Jeers to the FAA for the continuing budget and timetable problems with the En Route Automation Modernization program, a vital precursor to the NextGen air traffic management architecture, and to EU member states for their appalling lack of progress in implementing the Single European Sky to cut ATM costs and airline emissions. And jeers to lackadaisical civil aviation authorities of Indonesia and the Philippines for failing to get their respective countries off air safety blacklists.

Jeers, jeers and more jeers to the 112th U.S. Congress, the most partisan—and dysfunctional—in recent memory. In refusing to compromise on raising taxes or reining-in unaffordable entitlements, lawmakers have left the Pentagon facing $1 trillion in automatic budget cuts. In a remarkable focus on the fine points while ignoring the big picture, Congress continued to insist on funding weapons systems year-to-year, making programs less efficient, and then failed to pass defense appropriations bills in a timely manner.

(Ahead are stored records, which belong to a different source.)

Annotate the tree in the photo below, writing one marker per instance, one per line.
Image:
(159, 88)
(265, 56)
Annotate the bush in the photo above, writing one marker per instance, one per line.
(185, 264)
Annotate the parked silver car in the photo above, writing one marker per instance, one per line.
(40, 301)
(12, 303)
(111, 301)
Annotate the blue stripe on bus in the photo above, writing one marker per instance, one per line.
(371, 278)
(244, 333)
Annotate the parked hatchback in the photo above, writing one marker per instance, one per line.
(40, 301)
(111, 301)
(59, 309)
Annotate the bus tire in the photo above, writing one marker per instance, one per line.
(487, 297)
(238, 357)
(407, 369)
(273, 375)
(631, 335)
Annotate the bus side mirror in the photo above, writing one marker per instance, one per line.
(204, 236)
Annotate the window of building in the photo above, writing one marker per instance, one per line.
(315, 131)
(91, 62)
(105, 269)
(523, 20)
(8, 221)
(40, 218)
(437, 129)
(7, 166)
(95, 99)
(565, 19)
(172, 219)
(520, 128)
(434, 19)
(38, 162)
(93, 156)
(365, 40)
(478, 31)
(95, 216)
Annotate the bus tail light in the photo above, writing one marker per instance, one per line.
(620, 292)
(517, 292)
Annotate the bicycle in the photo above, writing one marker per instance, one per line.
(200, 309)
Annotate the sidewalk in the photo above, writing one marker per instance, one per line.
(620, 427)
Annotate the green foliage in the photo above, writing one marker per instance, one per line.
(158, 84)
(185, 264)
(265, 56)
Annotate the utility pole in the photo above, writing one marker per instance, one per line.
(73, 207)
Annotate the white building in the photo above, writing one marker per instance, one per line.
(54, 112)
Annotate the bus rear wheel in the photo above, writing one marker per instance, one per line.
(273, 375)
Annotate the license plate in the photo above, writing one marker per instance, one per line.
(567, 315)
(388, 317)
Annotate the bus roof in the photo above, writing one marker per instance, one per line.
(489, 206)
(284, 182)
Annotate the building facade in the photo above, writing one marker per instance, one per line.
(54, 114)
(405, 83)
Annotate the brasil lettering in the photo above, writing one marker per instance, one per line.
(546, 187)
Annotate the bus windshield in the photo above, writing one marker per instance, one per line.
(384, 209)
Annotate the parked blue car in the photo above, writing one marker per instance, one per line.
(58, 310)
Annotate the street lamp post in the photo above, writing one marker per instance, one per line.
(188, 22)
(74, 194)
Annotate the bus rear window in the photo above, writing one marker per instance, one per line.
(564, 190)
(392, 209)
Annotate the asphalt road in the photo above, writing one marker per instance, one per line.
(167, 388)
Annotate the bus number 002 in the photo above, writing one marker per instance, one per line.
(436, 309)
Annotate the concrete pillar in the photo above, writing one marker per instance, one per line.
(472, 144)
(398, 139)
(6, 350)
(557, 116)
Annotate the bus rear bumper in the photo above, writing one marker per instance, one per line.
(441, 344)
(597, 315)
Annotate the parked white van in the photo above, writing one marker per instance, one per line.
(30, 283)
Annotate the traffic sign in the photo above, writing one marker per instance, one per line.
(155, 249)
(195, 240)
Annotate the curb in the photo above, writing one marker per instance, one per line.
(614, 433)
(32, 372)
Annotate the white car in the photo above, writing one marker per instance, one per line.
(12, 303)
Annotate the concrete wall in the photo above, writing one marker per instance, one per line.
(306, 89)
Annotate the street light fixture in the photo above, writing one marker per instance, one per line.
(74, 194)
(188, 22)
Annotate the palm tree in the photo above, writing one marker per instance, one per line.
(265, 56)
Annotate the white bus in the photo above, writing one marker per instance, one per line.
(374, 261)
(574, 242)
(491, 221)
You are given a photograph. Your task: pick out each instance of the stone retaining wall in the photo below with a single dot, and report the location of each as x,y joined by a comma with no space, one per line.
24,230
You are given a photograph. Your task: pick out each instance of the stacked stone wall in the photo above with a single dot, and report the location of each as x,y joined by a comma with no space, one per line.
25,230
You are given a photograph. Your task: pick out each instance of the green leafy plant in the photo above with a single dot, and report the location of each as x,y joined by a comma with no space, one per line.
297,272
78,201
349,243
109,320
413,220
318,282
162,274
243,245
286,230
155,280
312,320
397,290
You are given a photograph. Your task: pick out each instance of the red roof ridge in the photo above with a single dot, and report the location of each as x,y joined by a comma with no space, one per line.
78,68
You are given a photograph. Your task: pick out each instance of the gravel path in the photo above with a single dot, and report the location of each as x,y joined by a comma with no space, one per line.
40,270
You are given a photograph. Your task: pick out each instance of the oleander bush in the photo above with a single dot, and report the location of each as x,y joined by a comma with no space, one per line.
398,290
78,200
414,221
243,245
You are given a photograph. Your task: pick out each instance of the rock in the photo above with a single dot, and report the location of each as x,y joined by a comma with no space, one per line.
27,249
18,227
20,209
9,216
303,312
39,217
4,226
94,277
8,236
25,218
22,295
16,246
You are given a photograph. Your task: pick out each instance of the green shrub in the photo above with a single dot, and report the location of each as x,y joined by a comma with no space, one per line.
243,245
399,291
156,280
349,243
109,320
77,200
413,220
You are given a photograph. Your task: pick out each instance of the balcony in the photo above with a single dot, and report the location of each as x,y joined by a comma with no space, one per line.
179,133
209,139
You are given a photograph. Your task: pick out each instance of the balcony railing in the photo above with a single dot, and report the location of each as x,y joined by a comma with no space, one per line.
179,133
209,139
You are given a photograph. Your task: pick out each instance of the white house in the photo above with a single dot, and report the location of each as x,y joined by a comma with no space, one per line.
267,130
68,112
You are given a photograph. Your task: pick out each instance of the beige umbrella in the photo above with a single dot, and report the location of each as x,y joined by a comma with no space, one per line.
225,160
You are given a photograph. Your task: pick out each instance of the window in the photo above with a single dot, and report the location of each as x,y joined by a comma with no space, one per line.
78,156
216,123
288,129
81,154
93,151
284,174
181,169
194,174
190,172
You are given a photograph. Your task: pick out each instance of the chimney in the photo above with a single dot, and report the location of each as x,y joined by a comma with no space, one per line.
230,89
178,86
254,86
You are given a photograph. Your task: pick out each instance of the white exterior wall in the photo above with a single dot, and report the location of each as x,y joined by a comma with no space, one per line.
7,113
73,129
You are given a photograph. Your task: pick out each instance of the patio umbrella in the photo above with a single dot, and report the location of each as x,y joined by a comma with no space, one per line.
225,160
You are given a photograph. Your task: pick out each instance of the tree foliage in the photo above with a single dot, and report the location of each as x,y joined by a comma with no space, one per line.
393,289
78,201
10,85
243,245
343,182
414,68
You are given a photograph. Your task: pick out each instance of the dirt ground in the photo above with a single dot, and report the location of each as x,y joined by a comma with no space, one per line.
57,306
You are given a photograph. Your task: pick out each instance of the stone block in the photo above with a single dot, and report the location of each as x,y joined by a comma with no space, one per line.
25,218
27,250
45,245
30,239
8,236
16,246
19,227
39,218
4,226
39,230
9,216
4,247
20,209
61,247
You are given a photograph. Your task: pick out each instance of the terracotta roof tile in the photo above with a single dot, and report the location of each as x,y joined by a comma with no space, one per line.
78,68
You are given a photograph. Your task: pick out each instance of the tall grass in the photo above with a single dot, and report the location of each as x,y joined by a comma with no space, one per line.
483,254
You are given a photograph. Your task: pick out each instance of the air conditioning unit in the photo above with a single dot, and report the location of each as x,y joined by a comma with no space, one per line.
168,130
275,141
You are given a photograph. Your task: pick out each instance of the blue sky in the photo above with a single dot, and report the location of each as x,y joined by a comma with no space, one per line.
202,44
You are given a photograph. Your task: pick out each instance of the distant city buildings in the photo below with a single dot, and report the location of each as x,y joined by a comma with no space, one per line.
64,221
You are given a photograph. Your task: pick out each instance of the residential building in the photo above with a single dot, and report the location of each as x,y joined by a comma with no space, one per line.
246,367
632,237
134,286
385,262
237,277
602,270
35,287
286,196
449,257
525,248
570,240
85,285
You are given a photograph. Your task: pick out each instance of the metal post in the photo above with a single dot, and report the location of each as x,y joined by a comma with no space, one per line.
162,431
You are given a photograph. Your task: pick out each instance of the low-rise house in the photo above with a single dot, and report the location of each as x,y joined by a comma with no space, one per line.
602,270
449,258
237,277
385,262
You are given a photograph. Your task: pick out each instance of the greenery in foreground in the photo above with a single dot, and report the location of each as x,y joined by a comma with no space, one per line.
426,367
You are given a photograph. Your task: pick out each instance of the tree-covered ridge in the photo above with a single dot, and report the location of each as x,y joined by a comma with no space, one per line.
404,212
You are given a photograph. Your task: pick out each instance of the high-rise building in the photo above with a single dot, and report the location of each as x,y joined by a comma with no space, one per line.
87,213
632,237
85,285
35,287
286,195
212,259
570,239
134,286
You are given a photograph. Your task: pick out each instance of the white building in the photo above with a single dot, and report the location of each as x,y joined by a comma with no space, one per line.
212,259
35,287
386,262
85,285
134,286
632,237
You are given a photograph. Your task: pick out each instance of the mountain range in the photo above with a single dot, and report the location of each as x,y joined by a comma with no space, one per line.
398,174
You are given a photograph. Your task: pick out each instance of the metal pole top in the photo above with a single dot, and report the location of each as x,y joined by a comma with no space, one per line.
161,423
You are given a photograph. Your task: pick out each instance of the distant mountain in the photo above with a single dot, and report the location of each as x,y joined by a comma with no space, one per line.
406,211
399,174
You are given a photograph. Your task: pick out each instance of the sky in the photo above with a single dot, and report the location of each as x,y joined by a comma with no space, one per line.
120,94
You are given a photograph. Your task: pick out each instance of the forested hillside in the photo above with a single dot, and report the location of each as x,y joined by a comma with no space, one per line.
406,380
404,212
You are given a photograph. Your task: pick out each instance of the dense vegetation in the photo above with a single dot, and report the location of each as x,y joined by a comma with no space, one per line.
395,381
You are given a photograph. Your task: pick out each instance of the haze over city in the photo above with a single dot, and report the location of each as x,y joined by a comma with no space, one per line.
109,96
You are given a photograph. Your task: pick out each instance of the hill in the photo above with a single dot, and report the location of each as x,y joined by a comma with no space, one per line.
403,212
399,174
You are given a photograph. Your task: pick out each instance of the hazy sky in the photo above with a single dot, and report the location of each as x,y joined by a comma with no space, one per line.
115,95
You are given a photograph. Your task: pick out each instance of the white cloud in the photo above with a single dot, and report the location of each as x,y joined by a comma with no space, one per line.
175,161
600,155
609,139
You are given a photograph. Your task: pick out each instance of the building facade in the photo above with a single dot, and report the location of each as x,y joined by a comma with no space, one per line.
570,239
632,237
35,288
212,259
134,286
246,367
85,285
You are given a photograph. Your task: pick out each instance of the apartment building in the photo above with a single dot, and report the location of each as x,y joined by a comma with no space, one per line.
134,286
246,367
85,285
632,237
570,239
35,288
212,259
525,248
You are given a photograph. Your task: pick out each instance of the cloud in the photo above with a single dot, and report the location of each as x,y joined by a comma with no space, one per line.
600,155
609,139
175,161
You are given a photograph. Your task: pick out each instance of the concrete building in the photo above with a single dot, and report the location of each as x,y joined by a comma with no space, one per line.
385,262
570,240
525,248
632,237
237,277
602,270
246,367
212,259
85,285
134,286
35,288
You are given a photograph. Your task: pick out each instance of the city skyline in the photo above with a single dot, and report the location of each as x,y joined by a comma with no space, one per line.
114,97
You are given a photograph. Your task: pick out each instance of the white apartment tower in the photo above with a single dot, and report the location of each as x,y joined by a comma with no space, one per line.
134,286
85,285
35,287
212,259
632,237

Spreading its collateral damage to the civil side of aviation, Congress continues to fail in its responsibility to craft a long-term funding plan for the FAA, a dereliction of duty that dates to 2007. By failing at one point to pass yet another temporary funding extension, lawmakers put 4,000 civilian workers and 70,000 others in airport-related construction out of work for weeks over the dispute about funding the FAA. Then lawmakers left Washington for a five-week summer vacation. But cheers go to airport inspectors who kept working without pay and even dug into their own pockets to cover travel expenses.

To end on a literally and figuratively uplifting note, we cheer the Veterans Airlift Command, the organization that provides free air transportation to wounded U.S. veterans and their families for medical care through a national network of volunteer aircraft owners and pilots.